328 Katong Laksa operates daily from 9:30am to 9:30pm, which covers breakfast laksa , a legitimate local practice , through to a late casual dinner. The East Coast Road address at number 51 sits in the heart of the Katong stall cluster, accessible from the city by taxi or ride-share in roughly fifteen minutes from the CBD depending on traffic. The format is casual and open-plan in the shophouse style: no booking, no dress considerations, and pricing at the hawker end of the scale, though the specific price point is not confirmed in available data. Morning visits before noon tend to mean shorter waits at popular laksa stalls in this corridor; weekend afternoons draw the larger crowds. For a broader orientation to what Singapore's dining, drinking, and hospitality scene offers across formats and price points, the EP Club guides to Singapore restaurants, Singapore hotels, Singapore bars, Singapore wineries, and Singapore experiences provide category-level coverage.

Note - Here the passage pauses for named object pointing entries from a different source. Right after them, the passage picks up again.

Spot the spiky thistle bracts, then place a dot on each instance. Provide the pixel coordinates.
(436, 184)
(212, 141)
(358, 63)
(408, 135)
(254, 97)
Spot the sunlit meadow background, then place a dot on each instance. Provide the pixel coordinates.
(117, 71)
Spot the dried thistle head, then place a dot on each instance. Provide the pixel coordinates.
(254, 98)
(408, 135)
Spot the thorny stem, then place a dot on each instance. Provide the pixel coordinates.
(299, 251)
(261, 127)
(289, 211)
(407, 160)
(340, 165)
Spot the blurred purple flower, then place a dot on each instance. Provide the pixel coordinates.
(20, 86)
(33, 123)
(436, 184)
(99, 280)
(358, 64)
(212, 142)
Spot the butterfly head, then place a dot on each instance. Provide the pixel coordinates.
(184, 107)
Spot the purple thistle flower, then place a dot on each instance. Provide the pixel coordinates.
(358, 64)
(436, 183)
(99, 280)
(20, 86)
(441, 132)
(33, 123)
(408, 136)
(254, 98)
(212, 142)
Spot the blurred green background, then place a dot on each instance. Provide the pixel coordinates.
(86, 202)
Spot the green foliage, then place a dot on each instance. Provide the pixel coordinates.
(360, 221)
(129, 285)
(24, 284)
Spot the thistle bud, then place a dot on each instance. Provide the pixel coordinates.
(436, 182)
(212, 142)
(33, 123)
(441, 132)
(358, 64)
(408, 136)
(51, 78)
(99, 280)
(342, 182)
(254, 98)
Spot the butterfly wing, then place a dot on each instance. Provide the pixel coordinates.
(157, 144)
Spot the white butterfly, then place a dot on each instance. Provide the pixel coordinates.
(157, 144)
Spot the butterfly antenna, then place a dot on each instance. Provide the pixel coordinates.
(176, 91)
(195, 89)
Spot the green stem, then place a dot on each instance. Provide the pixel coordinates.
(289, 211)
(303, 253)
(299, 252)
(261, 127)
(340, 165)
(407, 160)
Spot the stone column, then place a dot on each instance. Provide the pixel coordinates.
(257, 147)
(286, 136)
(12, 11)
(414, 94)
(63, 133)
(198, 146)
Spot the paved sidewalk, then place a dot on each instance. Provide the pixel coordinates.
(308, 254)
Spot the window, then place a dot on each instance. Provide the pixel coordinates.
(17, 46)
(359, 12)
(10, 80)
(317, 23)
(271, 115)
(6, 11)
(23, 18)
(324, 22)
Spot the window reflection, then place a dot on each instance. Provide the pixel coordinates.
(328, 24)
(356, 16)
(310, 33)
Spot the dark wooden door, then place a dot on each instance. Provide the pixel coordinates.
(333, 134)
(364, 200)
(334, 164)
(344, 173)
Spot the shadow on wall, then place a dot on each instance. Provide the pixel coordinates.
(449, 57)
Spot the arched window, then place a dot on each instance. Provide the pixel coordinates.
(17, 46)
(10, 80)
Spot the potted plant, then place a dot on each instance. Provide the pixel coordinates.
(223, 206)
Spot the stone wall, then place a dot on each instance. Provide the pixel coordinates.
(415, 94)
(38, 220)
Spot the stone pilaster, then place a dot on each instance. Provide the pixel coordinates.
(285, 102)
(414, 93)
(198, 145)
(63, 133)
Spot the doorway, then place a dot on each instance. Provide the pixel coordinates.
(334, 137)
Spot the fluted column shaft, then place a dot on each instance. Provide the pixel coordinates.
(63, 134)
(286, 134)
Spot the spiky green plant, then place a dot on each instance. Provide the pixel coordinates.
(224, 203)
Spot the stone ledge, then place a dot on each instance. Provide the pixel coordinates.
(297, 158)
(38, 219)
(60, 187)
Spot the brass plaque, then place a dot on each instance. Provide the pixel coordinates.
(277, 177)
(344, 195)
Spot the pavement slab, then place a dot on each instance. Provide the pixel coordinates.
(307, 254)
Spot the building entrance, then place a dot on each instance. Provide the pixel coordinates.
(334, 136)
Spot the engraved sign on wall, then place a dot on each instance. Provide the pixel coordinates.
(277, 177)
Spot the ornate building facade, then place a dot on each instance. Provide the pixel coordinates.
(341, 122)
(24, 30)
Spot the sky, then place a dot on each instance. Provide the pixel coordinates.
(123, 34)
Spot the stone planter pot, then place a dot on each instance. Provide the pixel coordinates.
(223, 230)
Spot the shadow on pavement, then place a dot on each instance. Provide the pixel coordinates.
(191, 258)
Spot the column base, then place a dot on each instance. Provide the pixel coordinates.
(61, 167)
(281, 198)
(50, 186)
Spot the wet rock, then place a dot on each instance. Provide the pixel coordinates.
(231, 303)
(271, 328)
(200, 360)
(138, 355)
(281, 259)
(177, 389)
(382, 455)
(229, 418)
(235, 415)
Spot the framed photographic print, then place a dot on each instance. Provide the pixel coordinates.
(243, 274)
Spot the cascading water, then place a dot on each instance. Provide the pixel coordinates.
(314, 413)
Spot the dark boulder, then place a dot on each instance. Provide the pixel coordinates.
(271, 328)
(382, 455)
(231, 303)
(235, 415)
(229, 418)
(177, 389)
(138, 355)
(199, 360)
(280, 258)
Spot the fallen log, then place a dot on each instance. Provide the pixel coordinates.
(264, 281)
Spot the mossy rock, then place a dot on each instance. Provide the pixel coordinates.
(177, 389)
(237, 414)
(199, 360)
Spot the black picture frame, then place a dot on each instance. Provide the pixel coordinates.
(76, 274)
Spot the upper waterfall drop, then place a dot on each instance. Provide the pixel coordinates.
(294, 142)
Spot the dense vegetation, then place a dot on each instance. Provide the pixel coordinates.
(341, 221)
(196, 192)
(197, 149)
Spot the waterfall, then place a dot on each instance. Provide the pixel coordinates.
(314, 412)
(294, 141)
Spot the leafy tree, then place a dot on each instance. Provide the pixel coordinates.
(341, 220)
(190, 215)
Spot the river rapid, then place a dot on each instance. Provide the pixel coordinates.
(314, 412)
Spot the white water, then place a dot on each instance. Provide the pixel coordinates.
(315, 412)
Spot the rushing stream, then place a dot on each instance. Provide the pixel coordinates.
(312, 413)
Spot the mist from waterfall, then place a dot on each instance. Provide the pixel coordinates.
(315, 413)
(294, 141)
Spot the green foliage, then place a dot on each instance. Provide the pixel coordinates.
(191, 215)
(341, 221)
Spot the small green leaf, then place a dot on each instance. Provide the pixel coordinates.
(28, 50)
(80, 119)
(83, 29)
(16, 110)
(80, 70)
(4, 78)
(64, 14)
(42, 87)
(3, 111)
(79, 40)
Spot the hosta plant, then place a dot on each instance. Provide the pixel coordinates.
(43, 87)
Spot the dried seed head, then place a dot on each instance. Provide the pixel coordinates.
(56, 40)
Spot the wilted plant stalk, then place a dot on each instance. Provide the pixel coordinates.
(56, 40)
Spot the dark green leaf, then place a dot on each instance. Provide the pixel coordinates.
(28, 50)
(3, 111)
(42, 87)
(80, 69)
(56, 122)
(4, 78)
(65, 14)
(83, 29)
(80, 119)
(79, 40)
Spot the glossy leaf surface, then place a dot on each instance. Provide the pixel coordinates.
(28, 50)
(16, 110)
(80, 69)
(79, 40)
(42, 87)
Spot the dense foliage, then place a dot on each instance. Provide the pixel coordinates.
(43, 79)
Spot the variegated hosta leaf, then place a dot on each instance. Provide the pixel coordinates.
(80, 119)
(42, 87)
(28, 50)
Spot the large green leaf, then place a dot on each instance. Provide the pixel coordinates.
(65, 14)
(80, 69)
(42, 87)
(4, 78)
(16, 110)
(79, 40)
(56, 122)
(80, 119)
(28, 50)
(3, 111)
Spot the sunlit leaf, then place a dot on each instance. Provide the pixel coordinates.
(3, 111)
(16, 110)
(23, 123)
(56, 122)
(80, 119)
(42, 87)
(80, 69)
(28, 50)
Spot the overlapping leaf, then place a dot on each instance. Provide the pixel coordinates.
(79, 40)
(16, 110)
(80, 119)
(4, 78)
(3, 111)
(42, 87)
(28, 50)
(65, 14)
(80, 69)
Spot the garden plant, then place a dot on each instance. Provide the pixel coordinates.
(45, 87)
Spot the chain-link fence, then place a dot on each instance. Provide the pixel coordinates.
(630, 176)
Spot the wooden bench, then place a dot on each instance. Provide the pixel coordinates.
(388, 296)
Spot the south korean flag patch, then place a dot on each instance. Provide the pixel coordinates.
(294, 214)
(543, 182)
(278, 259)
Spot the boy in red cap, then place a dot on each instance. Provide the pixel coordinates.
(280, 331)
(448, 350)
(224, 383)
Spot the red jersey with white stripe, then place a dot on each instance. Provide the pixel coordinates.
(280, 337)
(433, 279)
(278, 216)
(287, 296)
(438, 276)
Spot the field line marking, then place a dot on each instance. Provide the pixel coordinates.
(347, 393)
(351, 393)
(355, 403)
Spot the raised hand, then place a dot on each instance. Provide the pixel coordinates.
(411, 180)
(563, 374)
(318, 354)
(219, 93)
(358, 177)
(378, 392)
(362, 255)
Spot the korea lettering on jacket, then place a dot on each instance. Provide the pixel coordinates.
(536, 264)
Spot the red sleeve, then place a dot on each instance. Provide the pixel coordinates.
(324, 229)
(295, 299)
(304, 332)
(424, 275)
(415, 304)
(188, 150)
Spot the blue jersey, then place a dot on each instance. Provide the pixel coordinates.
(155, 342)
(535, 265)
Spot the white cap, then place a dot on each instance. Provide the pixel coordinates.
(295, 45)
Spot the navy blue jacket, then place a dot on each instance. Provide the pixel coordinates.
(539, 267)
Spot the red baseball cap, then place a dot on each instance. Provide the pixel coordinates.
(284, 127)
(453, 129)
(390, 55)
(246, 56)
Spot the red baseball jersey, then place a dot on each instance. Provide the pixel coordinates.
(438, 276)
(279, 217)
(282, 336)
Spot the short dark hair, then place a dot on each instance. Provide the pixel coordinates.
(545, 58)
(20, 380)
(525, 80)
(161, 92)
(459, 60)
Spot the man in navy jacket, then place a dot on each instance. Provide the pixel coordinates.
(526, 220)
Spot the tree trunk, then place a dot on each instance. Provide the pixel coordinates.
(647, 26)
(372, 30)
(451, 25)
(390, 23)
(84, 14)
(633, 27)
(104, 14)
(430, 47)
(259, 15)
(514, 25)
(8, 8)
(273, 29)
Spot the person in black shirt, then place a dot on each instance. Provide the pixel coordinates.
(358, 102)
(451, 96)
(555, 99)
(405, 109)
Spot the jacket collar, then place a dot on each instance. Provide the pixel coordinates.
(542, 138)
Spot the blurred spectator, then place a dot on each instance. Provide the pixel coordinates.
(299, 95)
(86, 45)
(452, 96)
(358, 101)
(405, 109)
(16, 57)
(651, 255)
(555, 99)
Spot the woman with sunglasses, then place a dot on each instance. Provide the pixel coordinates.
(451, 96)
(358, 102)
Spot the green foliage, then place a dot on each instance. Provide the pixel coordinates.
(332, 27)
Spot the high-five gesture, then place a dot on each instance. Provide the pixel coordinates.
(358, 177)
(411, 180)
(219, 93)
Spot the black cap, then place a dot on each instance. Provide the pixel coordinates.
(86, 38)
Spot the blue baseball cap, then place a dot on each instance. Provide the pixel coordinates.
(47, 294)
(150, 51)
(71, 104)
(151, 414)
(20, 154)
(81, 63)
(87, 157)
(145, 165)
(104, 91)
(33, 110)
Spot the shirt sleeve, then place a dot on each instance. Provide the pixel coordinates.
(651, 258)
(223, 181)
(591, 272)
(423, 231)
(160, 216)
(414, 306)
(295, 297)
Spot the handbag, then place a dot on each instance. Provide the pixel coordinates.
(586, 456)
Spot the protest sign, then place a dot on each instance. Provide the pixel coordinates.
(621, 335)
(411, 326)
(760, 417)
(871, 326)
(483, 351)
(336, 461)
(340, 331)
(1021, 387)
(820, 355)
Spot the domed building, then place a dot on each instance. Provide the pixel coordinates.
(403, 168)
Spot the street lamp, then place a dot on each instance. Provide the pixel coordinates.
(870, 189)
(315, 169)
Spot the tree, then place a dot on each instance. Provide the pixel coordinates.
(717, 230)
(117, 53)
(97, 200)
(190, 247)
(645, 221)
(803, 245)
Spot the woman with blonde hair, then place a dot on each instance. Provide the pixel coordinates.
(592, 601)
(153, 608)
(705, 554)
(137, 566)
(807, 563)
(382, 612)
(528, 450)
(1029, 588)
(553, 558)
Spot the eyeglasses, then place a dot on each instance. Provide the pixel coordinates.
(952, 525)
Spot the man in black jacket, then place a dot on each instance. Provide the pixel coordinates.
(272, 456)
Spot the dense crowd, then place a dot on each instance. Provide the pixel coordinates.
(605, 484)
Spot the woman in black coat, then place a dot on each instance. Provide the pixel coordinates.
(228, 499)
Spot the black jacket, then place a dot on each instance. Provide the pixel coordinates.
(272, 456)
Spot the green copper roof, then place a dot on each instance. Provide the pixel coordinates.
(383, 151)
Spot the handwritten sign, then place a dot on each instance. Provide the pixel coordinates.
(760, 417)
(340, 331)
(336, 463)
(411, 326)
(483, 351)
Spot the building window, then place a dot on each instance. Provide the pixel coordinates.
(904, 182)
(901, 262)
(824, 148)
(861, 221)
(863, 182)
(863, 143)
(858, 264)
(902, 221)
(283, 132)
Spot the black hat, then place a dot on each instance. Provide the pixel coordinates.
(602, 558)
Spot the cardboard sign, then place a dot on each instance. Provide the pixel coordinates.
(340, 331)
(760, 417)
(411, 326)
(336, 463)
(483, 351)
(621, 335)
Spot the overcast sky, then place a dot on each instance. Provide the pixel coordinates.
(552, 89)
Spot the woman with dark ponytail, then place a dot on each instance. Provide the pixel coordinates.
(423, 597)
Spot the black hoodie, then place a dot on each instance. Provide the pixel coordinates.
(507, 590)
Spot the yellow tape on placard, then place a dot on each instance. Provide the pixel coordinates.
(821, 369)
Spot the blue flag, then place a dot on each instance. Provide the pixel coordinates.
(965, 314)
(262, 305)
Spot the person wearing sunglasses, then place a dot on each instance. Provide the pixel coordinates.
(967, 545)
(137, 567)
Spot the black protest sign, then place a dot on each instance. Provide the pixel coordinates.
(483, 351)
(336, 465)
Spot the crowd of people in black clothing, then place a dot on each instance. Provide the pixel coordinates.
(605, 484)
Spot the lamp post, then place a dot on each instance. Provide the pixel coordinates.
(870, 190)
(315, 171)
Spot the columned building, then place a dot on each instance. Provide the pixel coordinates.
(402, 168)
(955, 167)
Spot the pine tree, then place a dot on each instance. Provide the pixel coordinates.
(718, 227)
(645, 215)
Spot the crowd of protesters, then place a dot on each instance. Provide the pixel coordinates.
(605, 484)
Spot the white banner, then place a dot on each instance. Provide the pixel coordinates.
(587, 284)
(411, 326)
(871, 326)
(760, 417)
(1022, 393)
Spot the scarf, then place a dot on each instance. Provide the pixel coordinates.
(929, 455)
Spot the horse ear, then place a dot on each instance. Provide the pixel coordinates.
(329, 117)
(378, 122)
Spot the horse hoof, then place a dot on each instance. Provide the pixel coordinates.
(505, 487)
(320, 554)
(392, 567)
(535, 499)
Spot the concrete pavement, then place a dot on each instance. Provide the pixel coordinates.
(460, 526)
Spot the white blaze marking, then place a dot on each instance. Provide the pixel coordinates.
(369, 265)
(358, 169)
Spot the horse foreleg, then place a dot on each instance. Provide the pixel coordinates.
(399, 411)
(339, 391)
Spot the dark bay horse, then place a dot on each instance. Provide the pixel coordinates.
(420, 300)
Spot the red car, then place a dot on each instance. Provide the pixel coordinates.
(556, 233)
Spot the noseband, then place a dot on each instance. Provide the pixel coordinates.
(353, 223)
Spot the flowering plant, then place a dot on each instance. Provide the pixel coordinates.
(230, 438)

Frequently Asked Questions

What should I eat at 328 Katong Laksa?

The laksa is the reason to visit. This is a Katong-style coconut laksa , richer and more aromatic than Penang's tamarind-based asam version , served with pre-cut noodles, cockles, fishcake, and prawn in a coconut-and-rempah broth. The format is spoon-only, the portions are generous by hawker standards, and the dish is consistent enough to have earned OAD Casual Asia rankings of #10 (2024) and #13 (2025) under chef Ryan Koh. If you are eating across the Peranakan spectrum in Singapore, pairing this bowl with a longer meal at Candlenut or Pangium gives a useful sense of the range from hawker to fine-dining within the same culinary tradition.

What is 328 Katong Laksa leading at?

Consistency at the casual end of a competitive category. The Katong stretch of East Coast Road has multiple laksa stalls operating in proximity, and sustained OAD Casual Asia recognition across 2023, 2024, and 2025 suggests 328 is holding its own against that local competition as well as the broader Asia casual field. The bowl itself represents the Katong format at a documented level of quality: the rempah-based coconut broth, the pre-cut noodles, the sourcing discipline that separates a broth with depth from one that reads as flat. For casual Peranakan dining in the Joo Chiat and Katong corridor, it is the address with the most externally verified track record in its specific format.